The subjugation and reduction of families to bondage and slavery was the beginning of that system of interdependence now so broadly extended into commerce, exchange and mutual dependence for almost the necessities of life. In the times referred to every man was his own farmer, tailor, carpenter and cook, and this condition was only modified when the individuals of conquering families began to rely upon the conquered for certain services they otherwise would have been obliged to render themselves. All of these facts exemplify another philosophic proposition—that for anything in the universe to remain in its homogeneous condition is impossible, which impossibility is the result of the fact that motion must produce change, while constant motion is inevitable so long as force persists and matter resists.

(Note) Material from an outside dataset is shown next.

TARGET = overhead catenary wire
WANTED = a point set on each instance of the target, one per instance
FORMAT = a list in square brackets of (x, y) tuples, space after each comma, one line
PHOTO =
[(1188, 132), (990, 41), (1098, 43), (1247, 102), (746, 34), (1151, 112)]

That eminent historian of the third decade of the eighteenth century, Rollin, thus remarks of the earliest monuments which are preserved, treating of the progress from simple to complex forms of government:—“To know in what manner the states and kingdoms were founded that have divided the universe, the steps whereby they rose to that pitch of grandeur related in history, by what ties families and cities united in order to constitute one body of society, and to live together under the same laws and common authority, it will be necessary to trace things back in a manner to the infancy of the world and to those ages in which mankind, being dispersed into different regions, began to people the earth.” In these early ages every father was the supreme head of his family; the arbiter and judge of whatever contests and divisions might arise within it; the natural legislator over his little society, the defender and protector of those who, by their birth, education and weakness, were under his protection and safeguard. The laws which the paternal vigilance established in this domestic senate being dictated with no other view than to promote the general welfare, were concerted with such children as were come to years of maturity and accepted by the inferiors with a full and free consent, were religiously kept and preserved in families as an hereditary polity, to which they owed their peace and security.